This handles Phases 3-5 automatically:

Schedules workers based on dependencies
Monitors progress and handles failures
Runs verification commands
Marks features complete
Commits progress at checkpoints

Scheduling Strategies

| Strategy | Behavior | |----------|----------| | breadth-first | Maximize parallel execution of independent features | | depth-first | Focus on unblocking dependent feature chains | | adaptive | System decides based on dependency graph (default) |

When to Use

Auto-orchestration: Large feature sets, hands-off execution
Manual orchestration: Fine-grained control, complex dependencies, debugging

Post-Completion Reviews

Automated code and architecture reviews run after all workers complete:

1. All features complete -> session status changes to "reviewing"
2. Code review worker analyzes: bugs, security, style, test coverage
3. Architecture review worker analyzes: coupling, patterns, scalability
4. Findings aggregated into progress log
5. Session completes with review summary

Review workers output structured JSON findings:

.claude/orchestrator/workers/code-review.findings.json
.claude/orchestrator/workers/architecture-review.findings.json

Severity levels: clean, minor, moderate, major, critical

Acting on Review Findings

Convert review findings into actionable features:

# View available issues from reviews
implement_review_suggestions(projectDir)

# Create features from specific issues
implement_review_suggestions(projectDir, issueIndices: [0, 2, 5])

# Auto-select warnings and errors
implement_review_suggestions(projectDir, autoSelect: true, minSeverity: "warning")

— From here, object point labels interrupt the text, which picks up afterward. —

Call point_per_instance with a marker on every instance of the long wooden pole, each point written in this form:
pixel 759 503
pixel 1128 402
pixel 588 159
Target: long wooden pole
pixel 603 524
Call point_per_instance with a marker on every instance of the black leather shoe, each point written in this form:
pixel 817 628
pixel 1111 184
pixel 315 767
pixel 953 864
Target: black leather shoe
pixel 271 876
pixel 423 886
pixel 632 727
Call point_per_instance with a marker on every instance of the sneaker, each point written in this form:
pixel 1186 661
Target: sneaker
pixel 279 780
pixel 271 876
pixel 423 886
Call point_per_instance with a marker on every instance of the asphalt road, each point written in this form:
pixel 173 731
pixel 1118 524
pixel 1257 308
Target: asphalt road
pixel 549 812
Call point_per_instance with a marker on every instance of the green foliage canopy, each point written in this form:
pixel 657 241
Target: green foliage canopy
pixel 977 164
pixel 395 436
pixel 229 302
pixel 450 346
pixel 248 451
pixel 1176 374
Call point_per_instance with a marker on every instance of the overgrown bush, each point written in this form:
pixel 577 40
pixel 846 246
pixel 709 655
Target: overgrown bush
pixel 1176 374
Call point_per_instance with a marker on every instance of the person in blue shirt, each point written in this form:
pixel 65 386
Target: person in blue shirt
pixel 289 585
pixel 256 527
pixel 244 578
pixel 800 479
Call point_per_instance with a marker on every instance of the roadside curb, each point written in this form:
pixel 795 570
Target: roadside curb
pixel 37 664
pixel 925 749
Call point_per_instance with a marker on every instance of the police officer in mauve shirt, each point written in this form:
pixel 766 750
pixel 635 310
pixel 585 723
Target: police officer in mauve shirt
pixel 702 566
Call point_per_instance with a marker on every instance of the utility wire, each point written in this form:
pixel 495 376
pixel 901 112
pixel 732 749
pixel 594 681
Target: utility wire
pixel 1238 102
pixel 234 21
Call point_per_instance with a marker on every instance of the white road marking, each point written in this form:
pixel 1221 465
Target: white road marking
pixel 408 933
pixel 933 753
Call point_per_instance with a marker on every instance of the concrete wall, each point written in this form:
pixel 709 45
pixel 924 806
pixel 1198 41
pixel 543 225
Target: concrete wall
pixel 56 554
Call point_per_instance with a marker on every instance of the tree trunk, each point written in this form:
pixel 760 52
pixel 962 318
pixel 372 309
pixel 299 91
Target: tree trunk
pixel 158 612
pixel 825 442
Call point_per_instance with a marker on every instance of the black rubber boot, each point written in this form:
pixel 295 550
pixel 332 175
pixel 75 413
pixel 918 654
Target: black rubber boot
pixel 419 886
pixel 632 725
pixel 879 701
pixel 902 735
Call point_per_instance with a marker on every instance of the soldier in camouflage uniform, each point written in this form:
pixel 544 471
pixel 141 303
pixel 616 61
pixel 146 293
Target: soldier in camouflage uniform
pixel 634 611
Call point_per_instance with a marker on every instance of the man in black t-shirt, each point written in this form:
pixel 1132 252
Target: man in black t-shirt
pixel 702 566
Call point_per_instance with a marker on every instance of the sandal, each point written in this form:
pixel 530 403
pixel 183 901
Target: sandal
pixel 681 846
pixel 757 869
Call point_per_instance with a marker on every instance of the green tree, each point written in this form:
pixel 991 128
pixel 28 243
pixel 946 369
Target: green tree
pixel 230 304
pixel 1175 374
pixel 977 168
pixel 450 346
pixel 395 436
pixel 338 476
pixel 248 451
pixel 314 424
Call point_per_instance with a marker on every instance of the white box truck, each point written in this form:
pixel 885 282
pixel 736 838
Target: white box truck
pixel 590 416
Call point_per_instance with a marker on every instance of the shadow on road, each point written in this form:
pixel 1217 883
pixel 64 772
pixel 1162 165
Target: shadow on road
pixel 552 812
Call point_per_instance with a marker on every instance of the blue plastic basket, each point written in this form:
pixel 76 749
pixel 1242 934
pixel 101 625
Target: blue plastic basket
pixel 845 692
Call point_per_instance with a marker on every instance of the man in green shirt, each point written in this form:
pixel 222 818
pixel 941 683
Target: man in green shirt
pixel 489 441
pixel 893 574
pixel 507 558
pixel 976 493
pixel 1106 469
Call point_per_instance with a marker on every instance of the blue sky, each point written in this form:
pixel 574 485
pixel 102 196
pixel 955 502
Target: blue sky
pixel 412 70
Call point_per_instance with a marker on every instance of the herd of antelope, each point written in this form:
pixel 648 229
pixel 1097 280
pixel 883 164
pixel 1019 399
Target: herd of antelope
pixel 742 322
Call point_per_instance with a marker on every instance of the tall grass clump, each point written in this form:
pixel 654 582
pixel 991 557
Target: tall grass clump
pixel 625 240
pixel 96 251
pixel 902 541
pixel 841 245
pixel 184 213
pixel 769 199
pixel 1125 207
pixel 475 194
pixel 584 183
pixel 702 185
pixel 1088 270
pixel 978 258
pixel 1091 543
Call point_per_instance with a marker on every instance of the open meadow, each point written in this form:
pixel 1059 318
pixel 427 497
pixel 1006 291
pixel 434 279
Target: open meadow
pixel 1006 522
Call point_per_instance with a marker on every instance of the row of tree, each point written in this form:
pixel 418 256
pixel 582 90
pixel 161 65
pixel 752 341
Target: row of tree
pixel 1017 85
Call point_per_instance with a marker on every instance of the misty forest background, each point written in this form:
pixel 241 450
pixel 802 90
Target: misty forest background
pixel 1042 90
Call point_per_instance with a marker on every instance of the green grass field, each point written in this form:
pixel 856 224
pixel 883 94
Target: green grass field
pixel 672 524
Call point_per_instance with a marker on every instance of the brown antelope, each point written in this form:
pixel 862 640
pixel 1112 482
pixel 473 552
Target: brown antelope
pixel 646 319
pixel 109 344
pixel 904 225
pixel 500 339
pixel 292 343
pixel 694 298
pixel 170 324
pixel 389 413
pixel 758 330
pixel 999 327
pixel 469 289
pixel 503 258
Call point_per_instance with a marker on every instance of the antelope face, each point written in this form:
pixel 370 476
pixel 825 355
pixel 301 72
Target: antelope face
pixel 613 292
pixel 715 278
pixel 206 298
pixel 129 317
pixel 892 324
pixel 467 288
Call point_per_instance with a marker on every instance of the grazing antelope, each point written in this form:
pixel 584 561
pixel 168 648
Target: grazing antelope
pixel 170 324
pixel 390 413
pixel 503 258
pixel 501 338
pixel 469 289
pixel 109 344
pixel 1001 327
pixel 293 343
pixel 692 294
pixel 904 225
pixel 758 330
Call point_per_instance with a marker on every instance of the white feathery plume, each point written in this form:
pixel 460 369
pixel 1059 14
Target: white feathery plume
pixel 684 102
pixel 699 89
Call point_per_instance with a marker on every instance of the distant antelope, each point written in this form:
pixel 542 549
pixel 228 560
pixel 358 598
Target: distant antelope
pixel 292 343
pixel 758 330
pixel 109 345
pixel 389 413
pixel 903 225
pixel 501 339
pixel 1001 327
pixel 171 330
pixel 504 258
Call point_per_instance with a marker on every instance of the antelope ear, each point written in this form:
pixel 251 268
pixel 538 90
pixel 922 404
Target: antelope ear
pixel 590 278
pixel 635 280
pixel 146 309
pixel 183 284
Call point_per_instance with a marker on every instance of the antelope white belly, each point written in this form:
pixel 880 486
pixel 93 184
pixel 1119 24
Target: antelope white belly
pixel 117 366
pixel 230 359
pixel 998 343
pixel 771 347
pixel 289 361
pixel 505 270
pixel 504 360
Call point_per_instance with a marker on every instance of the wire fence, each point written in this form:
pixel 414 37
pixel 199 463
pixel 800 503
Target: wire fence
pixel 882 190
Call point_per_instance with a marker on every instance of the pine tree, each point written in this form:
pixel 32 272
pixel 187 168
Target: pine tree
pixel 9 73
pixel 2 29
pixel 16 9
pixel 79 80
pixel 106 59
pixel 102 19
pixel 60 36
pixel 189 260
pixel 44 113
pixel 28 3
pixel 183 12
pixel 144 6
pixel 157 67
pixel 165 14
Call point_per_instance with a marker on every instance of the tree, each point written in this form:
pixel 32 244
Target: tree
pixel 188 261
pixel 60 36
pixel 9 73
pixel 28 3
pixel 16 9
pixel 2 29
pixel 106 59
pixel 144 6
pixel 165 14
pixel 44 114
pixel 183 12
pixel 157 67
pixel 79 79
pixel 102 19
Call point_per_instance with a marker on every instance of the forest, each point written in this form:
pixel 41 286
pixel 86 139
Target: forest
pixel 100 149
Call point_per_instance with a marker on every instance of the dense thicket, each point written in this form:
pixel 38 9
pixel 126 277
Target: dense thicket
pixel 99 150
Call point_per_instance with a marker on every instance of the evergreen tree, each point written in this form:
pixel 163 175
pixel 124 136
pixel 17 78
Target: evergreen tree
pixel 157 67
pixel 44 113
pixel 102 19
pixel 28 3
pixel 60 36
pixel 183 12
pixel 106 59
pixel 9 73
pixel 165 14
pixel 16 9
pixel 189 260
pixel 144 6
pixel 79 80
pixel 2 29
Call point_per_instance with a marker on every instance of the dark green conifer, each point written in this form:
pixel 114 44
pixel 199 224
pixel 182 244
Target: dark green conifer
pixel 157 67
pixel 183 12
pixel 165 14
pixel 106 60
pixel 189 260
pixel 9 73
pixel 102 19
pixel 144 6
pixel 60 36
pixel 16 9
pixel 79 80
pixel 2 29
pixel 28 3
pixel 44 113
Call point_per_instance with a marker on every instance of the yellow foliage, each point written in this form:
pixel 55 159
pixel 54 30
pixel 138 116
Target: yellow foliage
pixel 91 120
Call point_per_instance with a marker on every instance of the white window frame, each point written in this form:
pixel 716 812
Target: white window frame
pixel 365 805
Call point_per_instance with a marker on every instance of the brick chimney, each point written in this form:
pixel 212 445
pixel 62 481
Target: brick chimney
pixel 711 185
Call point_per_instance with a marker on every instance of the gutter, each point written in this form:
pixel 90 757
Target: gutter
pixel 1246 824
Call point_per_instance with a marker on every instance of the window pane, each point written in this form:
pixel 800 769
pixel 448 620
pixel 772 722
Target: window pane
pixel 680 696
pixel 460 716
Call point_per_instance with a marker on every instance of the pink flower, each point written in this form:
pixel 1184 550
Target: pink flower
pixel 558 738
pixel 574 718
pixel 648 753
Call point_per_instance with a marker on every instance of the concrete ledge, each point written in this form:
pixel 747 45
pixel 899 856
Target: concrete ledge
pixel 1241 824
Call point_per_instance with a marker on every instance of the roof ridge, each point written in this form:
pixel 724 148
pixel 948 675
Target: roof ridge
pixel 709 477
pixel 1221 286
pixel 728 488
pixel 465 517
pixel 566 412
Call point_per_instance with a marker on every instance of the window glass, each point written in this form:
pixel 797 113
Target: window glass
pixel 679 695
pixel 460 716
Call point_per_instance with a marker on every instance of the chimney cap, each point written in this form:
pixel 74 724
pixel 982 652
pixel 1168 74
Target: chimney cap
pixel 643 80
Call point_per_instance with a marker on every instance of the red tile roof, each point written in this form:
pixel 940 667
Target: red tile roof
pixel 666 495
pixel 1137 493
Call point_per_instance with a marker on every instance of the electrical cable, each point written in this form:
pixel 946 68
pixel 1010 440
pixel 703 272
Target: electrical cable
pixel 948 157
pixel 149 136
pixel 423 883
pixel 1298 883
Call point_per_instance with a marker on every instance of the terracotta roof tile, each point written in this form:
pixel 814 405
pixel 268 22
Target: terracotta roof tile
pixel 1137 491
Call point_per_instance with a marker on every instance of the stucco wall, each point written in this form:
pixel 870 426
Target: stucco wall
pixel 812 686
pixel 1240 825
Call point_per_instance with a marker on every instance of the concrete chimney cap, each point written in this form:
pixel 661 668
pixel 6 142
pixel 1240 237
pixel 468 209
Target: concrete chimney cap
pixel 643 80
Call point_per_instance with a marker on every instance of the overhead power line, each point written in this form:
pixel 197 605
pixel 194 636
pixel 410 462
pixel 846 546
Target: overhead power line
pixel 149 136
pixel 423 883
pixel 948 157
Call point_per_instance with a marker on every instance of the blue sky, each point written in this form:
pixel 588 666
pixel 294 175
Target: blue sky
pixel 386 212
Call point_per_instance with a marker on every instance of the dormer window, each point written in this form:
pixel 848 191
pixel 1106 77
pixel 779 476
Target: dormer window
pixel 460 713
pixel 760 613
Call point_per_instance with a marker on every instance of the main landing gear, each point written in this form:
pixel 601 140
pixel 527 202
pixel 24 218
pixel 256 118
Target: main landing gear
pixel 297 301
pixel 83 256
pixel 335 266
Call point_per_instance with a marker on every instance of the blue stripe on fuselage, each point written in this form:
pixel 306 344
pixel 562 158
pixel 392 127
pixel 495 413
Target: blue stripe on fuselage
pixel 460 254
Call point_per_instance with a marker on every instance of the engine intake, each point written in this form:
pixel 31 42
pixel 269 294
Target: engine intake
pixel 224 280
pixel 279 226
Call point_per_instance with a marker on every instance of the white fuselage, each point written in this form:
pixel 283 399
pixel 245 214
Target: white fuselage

Configure or trigger manually:

configure_reviews(enabled: true, skipOnFailure: false)
run_review(reviewTypes: ["code", "architecture"])
get_review_results(format: "detailed")

Repository Setup

Automatically configure repositories with development best practices:

# Analyze repository freshness and missing configs
setup_analyze(projectDir)

# Initialize setup with parallel workers
setup_init(projectDir)

# Check setup progress
setup_status(projectDir)

Configuration Types

| Type | Description | Files Created | |------|-------------|---------------| | CLAUDE.md | Project guidance for Claude Code | CLAUDE.md | | GitHub CI | Build, test, lint workflows | .github/workflows/ci.yml | | Dependabot | Automated dependency updates | .github/dependabot.yml | | Release Please | Automated version bumps and changelogs | .github/workflows/release-please.yml | | Issue Templates | Structured bug/feature reporting | .github/ISSUE_TEMPLATE/*.yml | | PR Template | Consistent pull request descriptions | .github/PULL_REQUEST_TEMPLATE.md | | CONTRIBUTING.md | Contribution guidelines | CONTRIBUTING.md | | SECURITY.md | Security policy and vulnerability reporting | SECURITY.md |

Customization

# Skip specific config types
setup_init(projectDir, skipConfigs: ["dependabot", "release-please"])

# Force overwrite existing files
setup_init(projectDir, force: true)

# Override platform detection
setup_init(projectDir, platform: "gitlab")

Feature Rollback

The orchestrator creates git snapshot branches before each worker starts, enabling safe rollback of failed features.

How Rollback Works

Snapshot Creation: start_worker creates swarm/{featureId} branch at current HEAD
Worker Execution: Worker makes changes to working directory
On Failure: Use rollback_feature to restore pre-worker state

Rollback Tools

| Tool | Description | |------|-------------| | rollback_feature | Restore files changed by a worker | | check_rollback_conflicts | Check for conflicts with other workers |

Usage

# Rollback all files changed by feature
rollback_feature(projectDir, featureId: "feature-1")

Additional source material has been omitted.